Implement automated processing pipeline:
- Ingest → normalize to STIX 2.1 → deduplicate → enrich → score confidence
- Reject unverifiable or duplicate indicators before analysis
- Tag all processed data with source, collection date, and expiration

### Step 4: Analysis and Production

Produce intelligence at three levels:
- **Strategic**: Quarterly threat landscape report for executives; sector trends, geopolitical context
- **Operational**: Weekly campaign reports for security leadership; active campaigns, adversary activity
- **Tactical**: Daily IOC bulletins for SOC; actionable indicators with block/monitor recommendations

Apply structured analytic techniques: Analysis of Competing Hypotheses (ACH), Key Assumptions Check, Devil's Advocacy.

### Step 5: Dissemination

Match product format to audience:
- Executives: 1-page PDF with risk ratings, business impact, recommended decisions
- SOC analysts: SIEM-ready IOC list, Sigma rules, MISP events
- Vulnerability management: CVE lists with EPSS scores and exploitation likelihood
- IT/Security leadership: Full intelligence report with technical appendix

Apply TLP classifications and distribution lists per product type.

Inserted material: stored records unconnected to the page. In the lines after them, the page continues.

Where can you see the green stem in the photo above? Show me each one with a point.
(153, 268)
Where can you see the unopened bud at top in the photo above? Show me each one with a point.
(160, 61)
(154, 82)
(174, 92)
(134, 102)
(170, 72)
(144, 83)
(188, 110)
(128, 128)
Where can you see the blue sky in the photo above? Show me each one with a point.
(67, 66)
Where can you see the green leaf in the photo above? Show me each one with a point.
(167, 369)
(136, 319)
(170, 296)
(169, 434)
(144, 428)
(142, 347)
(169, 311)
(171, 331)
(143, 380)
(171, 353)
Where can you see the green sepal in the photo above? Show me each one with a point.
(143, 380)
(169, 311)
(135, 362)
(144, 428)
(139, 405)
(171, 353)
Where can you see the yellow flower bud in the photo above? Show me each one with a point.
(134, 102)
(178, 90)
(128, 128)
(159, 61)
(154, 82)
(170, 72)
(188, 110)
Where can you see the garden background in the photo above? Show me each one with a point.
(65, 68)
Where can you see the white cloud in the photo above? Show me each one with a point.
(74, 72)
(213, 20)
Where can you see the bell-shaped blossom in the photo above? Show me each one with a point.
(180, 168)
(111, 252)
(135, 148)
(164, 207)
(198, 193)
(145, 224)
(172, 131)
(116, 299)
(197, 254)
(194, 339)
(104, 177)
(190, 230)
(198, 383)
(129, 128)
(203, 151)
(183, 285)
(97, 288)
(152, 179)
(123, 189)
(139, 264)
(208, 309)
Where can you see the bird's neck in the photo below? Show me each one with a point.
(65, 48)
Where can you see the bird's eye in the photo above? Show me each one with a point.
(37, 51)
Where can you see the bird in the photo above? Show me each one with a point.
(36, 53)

### Step 6: Feedback and Evaluation

Collect feedback within 5 business days of dissemination:
- Did the product address the PIR?
- Was actionability sufficient?
- What data was missing?

Track metrics quarterly: PIR coverage rate, IOC true positive rate, time-to-disseminate, stakeholder satisfaction score (NPS or structured survey).

## Key Concepts

| Term | Definition |
|------|-----------|
| **PIR** | Priority Intelligence Requirement — specific, actionable question driving intelligence collection and analysis |
| **Intelligence Lifecycle** | Six-phase iterative process: Planning → Collection → Processing → Analysis → Dissemination → Feedback |
| **Strategic Intelligence** | Long-term threat trend analysis for executive decision-making; time horizon 6–24 months |
| **Operational Intelligence** | Campaign-level analysis for security program decisions; time horizon 1–6 months |
| **Tactical Intelligence** | Specific IOCs and TTPs for immediate detection and blocking; time horizon hours to days |
| **FIRST CTI-SIG** | Forum of Incident Response and Security Teams — CTI Special Interest Group maturity model |

## Tools & Systems

- **ThreatConnect**: TIP with built-in intelligence lifecycle workflows, PIR tracking, and stakeholder reporting dashboards
- **MISP**: Open-source TIP supporting intelligence lifecycle from collection through sharing
- **OpenCTI**: Graph-based CTI platform with workflow management for intelligence products
- **Recorded Future**: Commercial platform with structured intelligence reports aligned to the intelligence lifecycle

## Common Pitfalls

- **Collection without direction**: Ingesting every available feed without PIRs produces data overload and no actionable intelligence.
- **Missing feedback loops**: Without structured feedback, CTI teams produce reports that don't meet stakeholder needs and lose organizational relevance.
- **Tactical-only focus**: Overemphasis on IOC sharing neglects strategic intelligence that informs security investment and risk decisions.
- **No metrics program**: Cannot demonstrate CTI program value without tracking detection contributions, true positive rates, and stakeholder satisfaction.
- **Underfunded collection**: PIRs cannot be answered without appropriate collection sources; document and escalate gaps rather than producing low-confidence estimates.